Let *k* and *m* be two different strands and suppose that they do *not* form an EJP. Then the schematic specifies *unambiguously* whether *k* is to the left or to the right of *m*. Indeed, there exist the following possibilities for *k* and *m*: (i) they are in the same sheet, (ii) they are in different sheets and lie on opposite sides of an IJP, (iii) one of them is part of a JP and the other lies to the left or to the right of this JP, and (iv) they form a JP. For cases (i)–(iii), it is clear whether *k* is to the left or to the right of *m*. Regarding (iv), let us take, without loss of generality, *m*=*k*+1. If *k*−1 and *m*+1 lie on different sides of this JP, then the relative position of *k*, *m* is also well defined: if *k*−1 is on the left (right) and *m*+1 is on the right (left) of the JP (*k*, *m*=*k*+1), then *k* is also on the left (right) of *m*.

### 2.5 Path directions

We say that a path *i*↦*j* has *right* (*left*) *direction* or, equivalently, that it is a *rightward* (*leftward*) path, if for all consecutive pairs *k*, *k*+1 in this path, *k* is to the left (right) of *k*+1. Furthermore, if the path *i*−1↦*i*+1 has a right or left direction, then we also adopt this as the direction of the trivial path *i*↦*i*. For example, in figure 1*b*, the path 2↦5 and the trivial path 3↦3 are both leftward.

### 2.6 Direction change

If (*k*, *k*+1) is a JP and both *k*−1 and *k*+2 are to the left (right) of this JP, then we say that this JP causes a direction change, namely the direction changes from rightward (leftward) to leftward (rightward).

## 3. Fundamental principles

We introduce three *fundamental principles*. These can be considered as the fundamental axioms, from which observed motifs can be constructed. These fundamental principles are consistent with the following basic biological requirement.

Folding takes place using only necessary and uncomplicated moves. Unnecessary jumps or moves that create complicated structures are avoided.

For the generation of a motif, it is necessary that there exists a change of direction. According to the definitions of §2, this can occur only at a JP. However, if this JP is not an EJP, it is easy to see that this direction change leads to more direction changes and more JPs. Based on the above, we postulate the following.

### 3.1 Fundamental principle 1

A direction change occurs only at an EJP.

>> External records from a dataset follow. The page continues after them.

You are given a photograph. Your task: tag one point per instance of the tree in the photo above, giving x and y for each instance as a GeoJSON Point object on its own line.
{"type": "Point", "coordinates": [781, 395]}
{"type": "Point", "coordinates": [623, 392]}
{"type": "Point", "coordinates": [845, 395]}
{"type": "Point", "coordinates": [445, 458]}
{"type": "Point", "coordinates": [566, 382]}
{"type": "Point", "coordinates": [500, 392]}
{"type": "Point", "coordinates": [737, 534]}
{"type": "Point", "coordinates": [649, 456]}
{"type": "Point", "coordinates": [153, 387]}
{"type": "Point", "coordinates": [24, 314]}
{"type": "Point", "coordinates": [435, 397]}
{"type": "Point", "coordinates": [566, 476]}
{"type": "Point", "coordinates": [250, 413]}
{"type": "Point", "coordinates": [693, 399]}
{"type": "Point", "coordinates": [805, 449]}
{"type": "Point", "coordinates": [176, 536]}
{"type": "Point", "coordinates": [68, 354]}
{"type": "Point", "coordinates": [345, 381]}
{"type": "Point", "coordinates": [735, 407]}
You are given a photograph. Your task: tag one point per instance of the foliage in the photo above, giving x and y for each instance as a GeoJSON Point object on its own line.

Consider two JPs (*i*, *i*+1) and (*j*−1, *j*) contained in a rightward (leftward) path *i*↦*j* with no other JPs between them. This path leaves one sheet at strand *i* using the JP (*i*, *i*+1) and returns to the same sheet at strand *j*, using the JP (*j*−1, *j*). If *i* and *j* are NSs, we consider these two JPs as either unnecessary or fictitious because the above path could continue in its rightward or leftward direction from *i* to *j* without the need to change sheets, i.e. *without* these two JPs. Alternatively, the path can be viewed as lying entirely in the sheet of *i* and *j*, i.e. this sheet is schematically deformed so that the two JPs are fictitious.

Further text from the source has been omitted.